Wednesday, September 15, 2010

On the Road - 3: Comrade Bazarov's day(s) off

I decided to combine my Chicago outings into one post.
My cousins here graciously took me out to the city on Saturday and kept me well-fed throughout the day. They even pretended to be tourists and took me to the "touristy" places. I had been to Chicago before (about 8 years ago) so it was nice to visit the city again and refresh my memory.

The first place we visited was the Giant Bean. There is nothing much I can say about it except that it is a bean and it is giant. My friend from Northwestern University informed me today that the structure's official name is the Cloud Gate. But no one calls it that. So we will call it the Giant Bean as well. Situated in the middle of the Millennium Park, the Giant Bean has a very shiny mirror-like metallic surface that reflects the city's famous skyline, providing excellent photo-ops for tourists. Wikipedia tells me the architect Anish Kapoor was inspired by the characteristic liquid shine of Mercury. My friend told me the reflective nature of the Giant Bean caused some considerable controversy a couple of years ago, when the designers of many Chicago skyscrapers filed a lawsuit alleging their copyrights were being violated when tourists snapped pictures of the city's skyline in the Giant Bean and freely distributed these snapshots online. Thankfully common sense prevailed, and a judge threw the case out.

The Giant Bean in its full glory [image:]

Next we took the Chicago architectural boat tour, which takes tourists on a boat ride on the Chicago river, giving them views of various Chicago buildings. The tour was 75 minutes long and quite informative. Our tour guide was obviously knowledgeable and reeled off an impressive amount on information as we passed each building. Some random things I remember from the tour:

  • This dude Montgomery Ward is very important to the city. He wanted to keep open spaces in the city and to this date, he is remembered as the protector of the famous   Grant Park . He also believed everyone should be equal and none of his buildings had corner offices. Finally, he was awesome enough to equip his employees with roller blades so they could glide across wooden floors in their offices, achieving maximum productivity. Way cooler than Google's segway-equipped employees. 

  • The Trump Tower, a 92-feet tall behemoth constructed by Donald Trump, has mostly been a dud. Majority of the penthouses (worth $8 million each) remain unsold, but the building is gorgeous. It is the largest (or second-largest, I forget) reinforced concrete structure in North America.            
Donald Trump's unfulfilled ambition []
  •  Some buildings were constructed in Brutalism style. Aside from being a cool name, Brutalism is an architectural philosophy that emphasizes function and utopian ideas expressed via concrete structures and severe geometric design. The style gained popularity in the 50's to the 70's but has lately fallen out of favor. Prince Charles is a noted critique of this style of architecture, calling it more offensive than rubble. Hey you know what else is more offensive than rubble? British royalty scandals.
  •  A bucket-load of movies were filmed in Chicago. Ferris Bueller's Day Off, The Untouchables, Transformers and the megablockbuster The Dark Knight. 
  • Chicago dyes the river green for St. Patrick's Day. 

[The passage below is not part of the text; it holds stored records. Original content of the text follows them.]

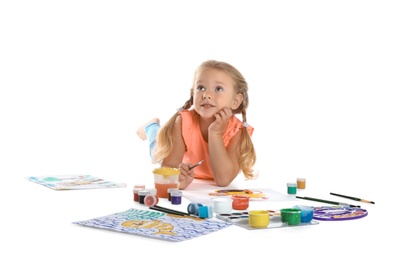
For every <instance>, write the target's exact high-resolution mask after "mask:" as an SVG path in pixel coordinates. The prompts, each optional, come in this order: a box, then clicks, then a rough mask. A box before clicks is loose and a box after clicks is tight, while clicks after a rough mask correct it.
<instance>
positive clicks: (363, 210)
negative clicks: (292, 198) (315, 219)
mask: <svg viewBox="0 0 408 260" xmlns="http://www.w3.org/2000/svg"><path fill="white" fill-rule="evenodd" d="M367 215H368V211H367V210H366V209H361V208H356V207H348V206H323V207H315V208H314V210H313V218H314V219H317V220H328V221H331V220H349V219H357V218H363V217H365V216H367Z"/></svg>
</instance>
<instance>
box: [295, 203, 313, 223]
mask: <svg viewBox="0 0 408 260" xmlns="http://www.w3.org/2000/svg"><path fill="white" fill-rule="evenodd" d="M295 208H297V209H300V210H301V212H300V222H301V223H309V222H311V221H312V219H313V210H314V207H313V206H303V205H300V206H295Z"/></svg>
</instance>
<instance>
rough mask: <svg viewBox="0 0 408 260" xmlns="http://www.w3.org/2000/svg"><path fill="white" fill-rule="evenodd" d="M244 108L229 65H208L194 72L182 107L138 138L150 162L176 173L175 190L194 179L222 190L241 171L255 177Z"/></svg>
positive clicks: (240, 77) (240, 76)
mask: <svg viewBox="0 0 408 260" xmlns="http://www.w3.org/2000/svg"><path fill="white" fill-rule="evenodd" d="M247 107H248V84H247V82H246V81H245V79H244V77H243V76H242V74H241V73H240V72H239V71H238V70H237V69H236V68H234V67H233V66H231V65H230V64H228V63H225V62H220V61H215V60H208V61H205V62H204V63H202V64H201V65H200V66H199V67H198V68H197V70H196V72H195V75H194V81H193V86H192V88H191V89H190V98H189V99H188V100H187V101H186V103H185V104H184V106H182V107H181V108H180V109H179V110H178V111H177V112H176V113H175V114H174V115H173V116H172V117H171V118H170V120H169V121H168V122H167V123H166V124H164V125H163V126H162V127H161V126H160V120H159V119H158V118H154V119H152V120H150V121H149V122H148V123H146V124H144V125H143V126H141V127H140V128H139V129H138V131H137V134H138V135H139V137H140V138H141V139H143V140H146V139H148V141H149V145H150V156H151V158H152V160H153V162H155V163H161V166H162V167H173V168H179V169H180V173H181V174H180V177H179V181H180V186H179V188H180V189H185V188H186V187H187V186H188V185H190V184H191V182H192V181H193V180H194V178H197V179H207V180H214V181H215V183H216V185H217V186H220V187H225V186H228V185H229V184H230V183H231V182H232V181H233V180H234V179H235V177H236V176H237V175H238V173H239V172H240V171H242V172H243V173H244V176H245V177H246V178H247V179H252V178H254V174H253V166H254V164H255V162H256V153H255V149H254V146H253V143H252V140H251V136H252V133H253V131H254V129H253V127H251V126H250V125H248V123H247V122H246V110H247ZM236 114H241V115H242V120H243V122H242V121H241V120H240V119H238V118H237V117H236V116H235V115H236ZM202 160H204V161H203V163H202V164H201V165H200V166H198V167H195V168H191V166H192V165H193V164H196V163H197V162H199V161H202Z"/></svg>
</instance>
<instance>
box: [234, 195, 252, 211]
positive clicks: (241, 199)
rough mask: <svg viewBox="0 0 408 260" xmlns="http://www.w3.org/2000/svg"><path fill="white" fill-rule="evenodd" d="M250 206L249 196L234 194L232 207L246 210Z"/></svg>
mask: <svg viewBox="0 0 408 260" xmlns="http://www.w3.org/2000/svg"><path fill="white" fill-rule="evenodd" d="M248 207H249V196H245V195H233V196H232V208H233V209H236V210H246V209H247V208H248Z"/></svg>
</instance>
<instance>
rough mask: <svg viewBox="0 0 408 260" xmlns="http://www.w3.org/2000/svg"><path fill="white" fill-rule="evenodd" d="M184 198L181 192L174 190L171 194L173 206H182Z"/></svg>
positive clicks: (180, 191)
mask: <svg viewBox="0 0 408 260" xmlns="http://www.w3.org/2000/svg"><path fill="white" fill-rule="evenodd" d="M182 197H183V193H182V192H181V191H179V190H173V191H172V192H171V204H174V205H180V204H181V198H182Z"/></svg>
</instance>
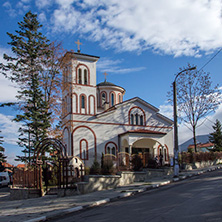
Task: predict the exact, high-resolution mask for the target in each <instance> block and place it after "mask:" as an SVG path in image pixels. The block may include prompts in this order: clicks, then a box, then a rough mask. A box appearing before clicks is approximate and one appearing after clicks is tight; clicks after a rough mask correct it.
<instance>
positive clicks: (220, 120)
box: [159, 103, 222, 144]
mask: <svg viewBox="0 0 222 222" xmlns="http://www.w3.org/2000/svg"><path fill="white" fill-rule="evenodd" d="M159 109H160V113H161V114H163V115H165V116H167V117H168V118H170V119H172V120H173V106H172V105H170V104H167V103H164V104H163V105H160V107H159ZM216 119H218V120H220V121H221V120H222V104H221V105H220V106H219V107H218V109H217V110H216V111H215V113H213V114H211V115H209V116H207V117H206V118H203V119H201V120H199V122H198V127H197V129H196V135H197V136H198V135H206V134H209V133H212V132H213V128H212V126H213V125H214V123H215V122H216ZM178 134H179V135H178V139H179V144H182V143H184V142H186V141H187V140H189V139H191V138H192V137H193V132H192V129H191V126H190V125H189V124H185V123H184V122H182V123H181V124H179V127H178Z"/></svg>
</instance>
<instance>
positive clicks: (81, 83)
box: [76, 63, 90, 85]
mask: <svg viewBox="0 0 222 222" xmlns="http://www.w3.org/2000/svg"><path fill="white" fill-rule="evenodd" d="M81 66H84V67H85V68H86V70H87V72H88V81H87V84H86V85H90V70H89V68H88V66H87V65H85V64H83V63H80V64H78V66H77V67H76V83H77V84H79V83H78V78H79V77H78V75H79V73H78V69H79V68H81ZM80 85H84V69H82V83H81V84H80Z"/></svg>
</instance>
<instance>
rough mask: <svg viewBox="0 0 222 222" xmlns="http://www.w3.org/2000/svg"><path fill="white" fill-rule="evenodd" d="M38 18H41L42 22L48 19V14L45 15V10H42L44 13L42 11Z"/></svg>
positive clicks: (39, 20)
mask: <svg viewBox="0 0 222 222" xmlns="http://www.w3.org/2000/svg"><path fill="white" fill-rule="evenodd" d="M38 19H39V21H40V22H41V23H43V22H46V21H47V19H46V15H45V13H44V12H42V13H40V14H39V15H38Z"/></svg>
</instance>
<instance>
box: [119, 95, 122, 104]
mask: <svg viewBox="0 0 222 222" xmlns="http://www.w3.org/2000/svg"><path fill="white" fill-rule="evenodd" d="M121 102H122V100H121V95H120V94H119V103H121Z"/></svg>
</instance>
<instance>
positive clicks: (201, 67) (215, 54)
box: [198, 48, 222, 72]
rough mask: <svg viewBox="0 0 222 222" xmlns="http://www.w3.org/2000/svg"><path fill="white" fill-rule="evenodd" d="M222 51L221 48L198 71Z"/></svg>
mask: <svg viewBox="0 0 222 222" xmlns="http://www.w3.org/2000/svg"><path fill="white" fill-rule="evenodd" d="M221 51H222V48H220V49H219V50H218V51H217V52H216V53H215V55H213V56H212V58H211V59H209V60H208V61H207V62H206V63H205V64H204V65H203V66H202V67H201V68H200V69H199V70H198V72H200V71H201V70H202V69H203V68H204V67H205V66H207V65H208V64H209V63H210V62H211V61H212V60H213V59H214V58H215V57H216V56H217V55H218V54H219V53H220V52H221Z"/></svg>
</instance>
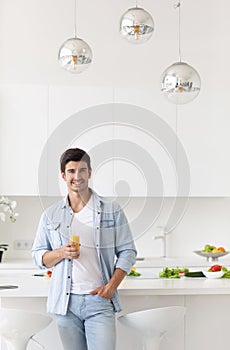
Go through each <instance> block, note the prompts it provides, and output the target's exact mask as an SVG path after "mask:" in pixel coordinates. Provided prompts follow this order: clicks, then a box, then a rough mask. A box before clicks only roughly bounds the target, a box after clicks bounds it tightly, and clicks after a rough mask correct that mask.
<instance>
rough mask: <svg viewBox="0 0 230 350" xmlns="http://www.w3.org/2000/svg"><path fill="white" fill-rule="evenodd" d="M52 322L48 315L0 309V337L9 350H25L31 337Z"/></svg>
mask: <svg viewBox="0 0 230 350" xmlns="http://www.w3.org/2000/svg"><path fill="white" fill-rule="evenodd" d="M51 322H52V318H51V317H50V316H48V315H42V314H38V313H33V312H28V311H25V310H19V309H0V336H2V338H3V339H4V340H5V342H6V344H7V347H8V349H9V350H26V348H27V344H28V342H29V340H30V339H31V338H32V336H33V335H35V334H36V333H38V332H40V331H41V330H42V329H44V328H46V327H47V326H48V325H49V324H50V323H51Z"/></svg>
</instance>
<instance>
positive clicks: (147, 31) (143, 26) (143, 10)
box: [120, 1, 154, 44]
mask: <svg viewBox="0 0 230 350" xmlns="http://www.w3.org/2000/svg"><path fill="white" fill-rule="evenodd" d="M153 31H154V21H153V18H152V16H151V15H150V13H148V12H147V11H146V10H144V9H143V8H140V7H138V5H137V1H136V7H133V8H130V9H129V10H127V11H126V12H125V13H124V14H123V15H122V17H121V20H120V33H121V35H122V37H123V38H125V39H126V40H128V41H129V42H130V43H133V44H142V43H144V42H146V41H147V40H149V39H150V38H151V36H152V34H153Z"/></svg>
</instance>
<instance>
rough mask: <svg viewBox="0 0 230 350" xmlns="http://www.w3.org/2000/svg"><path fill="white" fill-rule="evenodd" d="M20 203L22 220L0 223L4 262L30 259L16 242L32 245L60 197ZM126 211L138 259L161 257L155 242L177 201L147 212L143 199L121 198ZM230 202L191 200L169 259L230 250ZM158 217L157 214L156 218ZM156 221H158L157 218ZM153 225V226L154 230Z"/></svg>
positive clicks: (177, 228) (174, 200) (123, 205)
mask: <svg viewBox="0 0 230 350" xmlns="http://www.w3.org/2000/svg"><path fill="white" fill-rule="evenodd" d="M13 199H15V200H16V201H17V212H18V213H19V217H18V218H17V221H16V222H15V223H10V222H5V223H4V222H0V243H9V250H8V251H7V252H6V253H5V254H4V259H5V260H6V259H15V258H16V259H17V258H18V259H30V258H31V252H30V250H16V249H15V248H14V245H15V241H16V240H24V241H25V240H28V242H29V243H31V242H32V241H33V239H34V237H35V234H36V229H37V226H38V222H39V219H40V215H41V213H42V211H43V209H44V208H45V207H47V206H49V205H50V204H52V203H53V202H55V201H56V200H57V197H45V198H40V197H35V196H34V197H26V196H25V197H22V196H18V197H14V198H13ZM117 201H118V202H119V203H120V204H121V205H122V206H123V207H124V208H125V212H126V214H127V217H128V220H129V222H130V223H131V227H132V230H133V234H134V237H135V241H136V246H137V249H138V255H139V256H162V255H163V244H162V240H160V239H157V240H155V239H154V236H155V235H159V234H160V233H161V232H160V229H159V228H157V227H158V226H165V225H167V219H168V217H169V214H170V210H172V208H173V203H174V201H175V199H174V198H166V199H164V201H163V203H162V206H159V208H158V205H159V204H158V203H159V201H157V199H154V198H150V199H149V202H148V205H147V208H144V205H145V199H144V198H132V199H125V198H118V199H117ZM229 211H230V198H191V199H189V201H188V204H187V209H186V211H185V213H184V215H183V217H182V219H181V220H180V222H179V223H178V224H177V225H176V227H175V229H174V230H173V231H172V232H171V233H170V234H169V235H167V255H168V256H172V257H177V256H178V257H193V256H194V253H193V251H194V250H198V249H201V248H202V247H203V246H204V245H205V244H207V243H209V244H214V245H217V246H220V245H221V246H224V247H226V249H229V248H230V235H229V233H230V215H229ZM156 213H157V214H156ZM156 217H157V218H156ZM151 225H152V226H151Z"/></svg>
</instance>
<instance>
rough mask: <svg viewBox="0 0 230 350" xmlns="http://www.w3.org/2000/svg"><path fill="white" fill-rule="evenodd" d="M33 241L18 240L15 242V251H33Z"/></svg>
mask: <svg viewBox="0 0 230 350" xmlns="http://www.w3.org/2000/svg"><path fill="white" fill-rule="evenodd" d="M32 245H33V241H32V240H31V239H18V240H16V241H14V249H15V250H31V248H32Z"/></svg>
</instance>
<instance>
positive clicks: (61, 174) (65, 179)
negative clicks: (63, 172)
mask: <svg viewBox="0 0 230 350" xmlns="http://www.w3.org/2000/svg"><path fill="white" fill-rule="evenodd" d="M61 177H62V178H63V180H64V181H66V176H65V173H63V172H61Z"/></svg>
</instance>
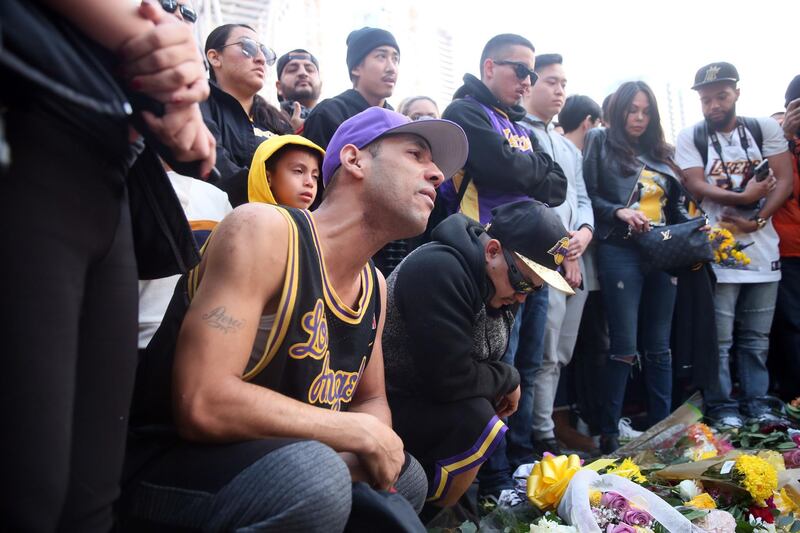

Chicago River - St. Patrick's day (2009)

Image courtesy of user multisanti on

On Tuesday, I visited Northwestern University to see my friend Max and my cousin. This week is freshmen orientation so the campus was buzzing with activity. Hordes of bubbly people in vociferously purple t-shirts were marching around the campus, guiding anxious parents and students to the right places.

"Maybe I will get drunk later and harass these parents, put some fear into them. They are already nervous so they should be good targets", my friend joked.

The campus is beautiful ("they spend a lot of money on landscaping" - Max) but quite spread out. The Technology Center, Max said, is the largest structure by square-footage after the Pentagon. After I told him the Chicago tour guide said some other structure in Chicago had that honor, he got agitated.

"The Tech is big enough to be its own county. It is its own principality, like Lyxembourg. Protected by the United States. Your tour guide was full of s**t."

NU is situated right on Lake Michigan, offering magnificent vistas of both the hazy Chicago skyline and the vast lake. There is a particular spot on campus where people paint messages on rocks. A popular spot for proposals too, I was told.

The lagoon, an artificial pond created from Lake Michigan

All in all, it was a great visit. Chicago definitely beats LA.
In the next edition of On the Road, I will talk about the pleasant surprise that is Pittsburgh, PA.

Oh and Tony Romo is a tragic genius. I feel for the guy.